Rio da América do Sul. Com 6400 quilómetros de comprimento, é o segundo maior do mundo nesta grandeza (o primeiro é o Nilo), o maior em volume de águas e também o maior em área de bacia (6 500 000 Km2).
Nasce nos Andes peruanos (Ucayali/Apurímac) e a sua bacia hidrográfica abrange territórios de vários países como o Equador, a Guiana, o Peru, a Bolívia e a Venezuela. Cerca de metade do seu percurso, porém, é feito no Brasil, onde corre até ao oceano Atlântico, desaguando por um delta.
Estima-se que o Amazonas comporte 20% da água doce da superfície terrestre. Faz uma descarga de cerca de 34 a 121 milhões de litros de água por segundo e a superfície de território que o rio ocupa ronda os 6 milhões de Km2. O seu leito é largo, de 30 a 50 quilómetros, por ocasião das cheias, descrevendo grandes meandros. O regime depende da estação das chuvas: de janeiro a maio as chuvas provocam cheias nos afluentes da margem direita (rio Madeira, Tapajós e Tocantins) e, de maio a julho, facto idêntico se dá nos afluentes da margem esquerda (rio Negro). O rio transporta enorme quantidade de materiais que deposita, principalmente, junto à foz, formando inúmeras ilhas, uma das quais, a de Marajó, é tão grande como a Suíça.
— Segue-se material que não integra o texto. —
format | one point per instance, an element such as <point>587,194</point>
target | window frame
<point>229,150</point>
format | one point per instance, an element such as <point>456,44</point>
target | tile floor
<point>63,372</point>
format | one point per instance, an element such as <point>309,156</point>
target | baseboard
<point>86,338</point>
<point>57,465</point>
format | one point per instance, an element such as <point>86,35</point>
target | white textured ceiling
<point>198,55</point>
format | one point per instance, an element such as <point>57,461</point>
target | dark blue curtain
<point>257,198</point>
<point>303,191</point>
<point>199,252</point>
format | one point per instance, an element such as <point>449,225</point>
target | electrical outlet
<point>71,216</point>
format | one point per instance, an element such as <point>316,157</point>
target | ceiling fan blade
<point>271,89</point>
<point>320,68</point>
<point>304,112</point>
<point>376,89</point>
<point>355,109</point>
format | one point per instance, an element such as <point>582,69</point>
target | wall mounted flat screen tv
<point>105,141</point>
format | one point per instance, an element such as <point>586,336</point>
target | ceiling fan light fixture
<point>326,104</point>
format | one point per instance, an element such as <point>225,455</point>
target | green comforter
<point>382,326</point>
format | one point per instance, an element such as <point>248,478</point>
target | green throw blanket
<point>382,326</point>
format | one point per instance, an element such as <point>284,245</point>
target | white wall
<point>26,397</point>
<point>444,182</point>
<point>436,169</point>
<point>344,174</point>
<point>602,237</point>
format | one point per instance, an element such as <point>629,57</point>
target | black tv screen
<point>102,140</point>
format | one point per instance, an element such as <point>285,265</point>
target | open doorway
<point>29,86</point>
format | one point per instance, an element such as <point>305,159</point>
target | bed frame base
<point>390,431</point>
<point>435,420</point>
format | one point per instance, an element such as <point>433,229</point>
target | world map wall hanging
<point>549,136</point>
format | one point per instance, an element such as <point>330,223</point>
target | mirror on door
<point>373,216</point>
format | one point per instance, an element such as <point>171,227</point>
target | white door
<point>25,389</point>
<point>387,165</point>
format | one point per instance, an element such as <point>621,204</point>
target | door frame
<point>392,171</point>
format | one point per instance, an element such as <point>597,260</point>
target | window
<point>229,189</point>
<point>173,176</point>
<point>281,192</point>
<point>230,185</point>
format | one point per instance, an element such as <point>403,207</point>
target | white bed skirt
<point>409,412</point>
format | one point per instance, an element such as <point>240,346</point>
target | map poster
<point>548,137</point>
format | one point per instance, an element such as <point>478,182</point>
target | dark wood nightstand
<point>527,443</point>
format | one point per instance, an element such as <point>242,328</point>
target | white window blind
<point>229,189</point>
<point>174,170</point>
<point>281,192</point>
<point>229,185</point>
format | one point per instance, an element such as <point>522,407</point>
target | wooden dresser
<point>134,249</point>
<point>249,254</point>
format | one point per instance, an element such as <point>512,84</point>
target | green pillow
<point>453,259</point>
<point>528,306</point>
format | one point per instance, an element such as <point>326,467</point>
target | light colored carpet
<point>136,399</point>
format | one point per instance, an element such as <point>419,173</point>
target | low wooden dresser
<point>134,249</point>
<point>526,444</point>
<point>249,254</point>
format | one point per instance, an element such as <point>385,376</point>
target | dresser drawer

O vale do Amazonas constitui o verdadeiro habitat da haevea, árvore da borracha que ali vegeta espontaneamente. As cidades mais importantes banhadas por este rio são: Manaus, próximo da confluência com o rio Negro, e Belém do Pará, na foz do Amazonas.
Um dos fenómenos mais admiráveis originados pelo vigor do rio Amazonas é a formação da pororoca (do tupi Pororog, que significa "estrondar"). Trata-se de uma onda de grandes dimensões que, provocada pelo encontro das suas águas com as do oceano, percorre o rio durante várias horas. Estima-se que a pororoca atinja velocidades próximas dos 25 km/h, podendo elevar-se até 6 metros.